I started life as a planner with a local authority, before switching to law. I have worked as a planning lawyer now for over 25 years. Before joining Shulmans I was head of planning in the Leeds office of a major national firm. I chair the Planning Reform Group of the regional Chamber of Commerce and am an Editorial Broad Member of the Journal of Urban Regeneration and Renewal.
Shulmans has a strong reputation in the house building industry. How does your work dovetail with others?
It is well established that the country needs more new homes. There is a great deal of activity at present therefore in securing future opportunities. Colleagues in our residential development team are doing a lot of options, promotion agreements and conditional contracts. My team works alongside them and arranges planning work. We work closely alongside planning consultants in making representations on development plans and then get really involved in the detail of any Section 106 Agreements or similar. Despite the need, many residents still don’t want new housing in their area. We therefore work with residential developers to minimise the risk of a Judicial Review by ensuring all the complex legal planning requirements of new schemes are met. If the Local Planning Authority refuse permission then we can quickly assess the chances of success of appeal, help put together the team of witnesses and lodge and progress the appeal.
How does the introduction of the Community Infrastructure Levy (CIL) affect the work that you do?
At the moment we have to cover both angles. Relatively few local authorities have yet adopted CIL, but we need to assume that they might do so in the life of a proposed development. As the regulations have changed from time to time, we have had to track and adapt to the changes. I have presented at a number of seminars on CIL and expect to be doing so for some time yet!
Does it really need a specialist planning lawyer to deal with a Section 106 Agreement?
It is always desirable – but then I would say that, wouldn’t I? In fairness, a straightforward agreement (just dealing with the payment of lump sum contributions perhaps) may not need a specialist planning lawyer, provided that the developer is sure that the obligations are in line with policy. As with any walk of life, planning lawyers become more expert and experienced over the years. There are times when we have been able to save large amounts of money or solve problems for clients that have got them on site much more quickly, because we have been able to put that experience to good use. We also work so regularly with many local authorities that we can deal quickly with issues that arise.

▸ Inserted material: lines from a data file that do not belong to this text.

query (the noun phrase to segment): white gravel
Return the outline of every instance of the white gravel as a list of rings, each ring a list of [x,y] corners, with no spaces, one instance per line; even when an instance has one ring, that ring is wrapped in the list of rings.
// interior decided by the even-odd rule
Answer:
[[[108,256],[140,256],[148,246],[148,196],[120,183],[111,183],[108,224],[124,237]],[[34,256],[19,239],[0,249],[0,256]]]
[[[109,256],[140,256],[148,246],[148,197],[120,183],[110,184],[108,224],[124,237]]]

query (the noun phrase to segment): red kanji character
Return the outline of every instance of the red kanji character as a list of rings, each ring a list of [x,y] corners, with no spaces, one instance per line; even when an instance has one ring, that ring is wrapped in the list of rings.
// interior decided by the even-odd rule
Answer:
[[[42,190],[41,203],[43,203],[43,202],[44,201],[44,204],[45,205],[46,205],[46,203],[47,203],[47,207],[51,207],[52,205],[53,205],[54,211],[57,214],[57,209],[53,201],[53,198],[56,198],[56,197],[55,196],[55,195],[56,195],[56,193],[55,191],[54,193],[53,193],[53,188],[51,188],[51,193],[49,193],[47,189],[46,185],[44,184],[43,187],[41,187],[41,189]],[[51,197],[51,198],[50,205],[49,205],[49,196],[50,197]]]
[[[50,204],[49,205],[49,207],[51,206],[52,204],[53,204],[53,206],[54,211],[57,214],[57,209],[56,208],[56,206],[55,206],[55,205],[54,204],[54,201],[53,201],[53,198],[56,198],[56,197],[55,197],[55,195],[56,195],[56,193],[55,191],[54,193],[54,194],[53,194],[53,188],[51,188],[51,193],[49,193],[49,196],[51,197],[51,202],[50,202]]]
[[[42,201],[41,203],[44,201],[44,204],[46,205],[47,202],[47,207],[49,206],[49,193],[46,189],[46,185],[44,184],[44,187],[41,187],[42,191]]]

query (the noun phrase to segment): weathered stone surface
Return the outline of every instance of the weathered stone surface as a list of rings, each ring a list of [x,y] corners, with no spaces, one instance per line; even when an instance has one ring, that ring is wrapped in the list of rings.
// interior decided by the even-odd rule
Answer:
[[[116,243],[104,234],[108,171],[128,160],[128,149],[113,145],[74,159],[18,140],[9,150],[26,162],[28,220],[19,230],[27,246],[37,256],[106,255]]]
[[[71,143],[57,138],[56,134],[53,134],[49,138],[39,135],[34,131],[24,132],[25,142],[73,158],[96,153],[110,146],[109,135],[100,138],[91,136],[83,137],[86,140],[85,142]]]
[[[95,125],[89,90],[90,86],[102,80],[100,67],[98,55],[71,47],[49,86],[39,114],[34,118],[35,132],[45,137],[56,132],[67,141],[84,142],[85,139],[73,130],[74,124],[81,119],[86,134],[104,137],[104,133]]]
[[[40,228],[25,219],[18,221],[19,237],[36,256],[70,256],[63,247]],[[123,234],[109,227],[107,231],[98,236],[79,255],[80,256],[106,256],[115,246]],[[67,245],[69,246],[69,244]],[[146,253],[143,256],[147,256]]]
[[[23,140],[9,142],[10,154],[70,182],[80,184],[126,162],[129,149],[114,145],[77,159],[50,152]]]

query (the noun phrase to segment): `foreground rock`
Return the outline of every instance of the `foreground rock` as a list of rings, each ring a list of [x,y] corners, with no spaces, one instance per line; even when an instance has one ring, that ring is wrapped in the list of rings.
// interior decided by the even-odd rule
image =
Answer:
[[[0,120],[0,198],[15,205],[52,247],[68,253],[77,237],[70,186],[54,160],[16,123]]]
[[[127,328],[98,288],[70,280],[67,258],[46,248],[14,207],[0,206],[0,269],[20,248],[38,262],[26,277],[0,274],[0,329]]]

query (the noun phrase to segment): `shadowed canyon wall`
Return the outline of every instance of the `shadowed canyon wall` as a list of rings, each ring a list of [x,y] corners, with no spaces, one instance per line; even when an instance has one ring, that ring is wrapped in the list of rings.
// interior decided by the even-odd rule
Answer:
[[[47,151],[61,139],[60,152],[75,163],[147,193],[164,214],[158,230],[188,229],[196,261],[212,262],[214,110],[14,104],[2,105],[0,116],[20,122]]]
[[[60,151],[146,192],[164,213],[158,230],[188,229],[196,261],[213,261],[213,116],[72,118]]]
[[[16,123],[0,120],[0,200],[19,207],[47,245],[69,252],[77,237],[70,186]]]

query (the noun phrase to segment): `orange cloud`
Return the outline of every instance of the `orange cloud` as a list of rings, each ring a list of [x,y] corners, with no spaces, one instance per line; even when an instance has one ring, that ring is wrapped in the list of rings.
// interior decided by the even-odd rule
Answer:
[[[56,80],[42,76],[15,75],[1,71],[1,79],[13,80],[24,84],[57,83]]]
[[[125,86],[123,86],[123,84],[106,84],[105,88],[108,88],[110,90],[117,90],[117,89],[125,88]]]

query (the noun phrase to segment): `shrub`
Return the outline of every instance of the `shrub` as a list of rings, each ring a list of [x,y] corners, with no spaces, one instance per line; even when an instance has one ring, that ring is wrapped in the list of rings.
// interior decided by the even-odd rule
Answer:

What about the framing of conditions?
One point that is often overlooked is the interaction between the conditions in a grant of planning permission and the terms of any Section 106 Agreement. They really need to fit together in a consistent and coherent manner. Often a lot of time can be spent in dealing with the Section 106 Agreement, for an entirely contrary set of planning conditions then to be issued, leaving everyone confused! Part of our role is to look at the proposed conditions and ensure that they work with the planning agreement.
Do you handle many appeals or judicial challenges?
Over the years, I have done lots of each. The rules have changed lately, reducing the time within which a judicial challenge/review can be made. It will be interesting to see if that simply focuses the mind or leads to fewer challenges.
Appeals will also be necessary, but as I have said much can be done in the early stages of the process to minimise the risk of an appeal or judicial review. On big schemes in particular we will often help the developer and the planning consultants to ensure that the process is followed, to make the decision as challenge-proof as possible.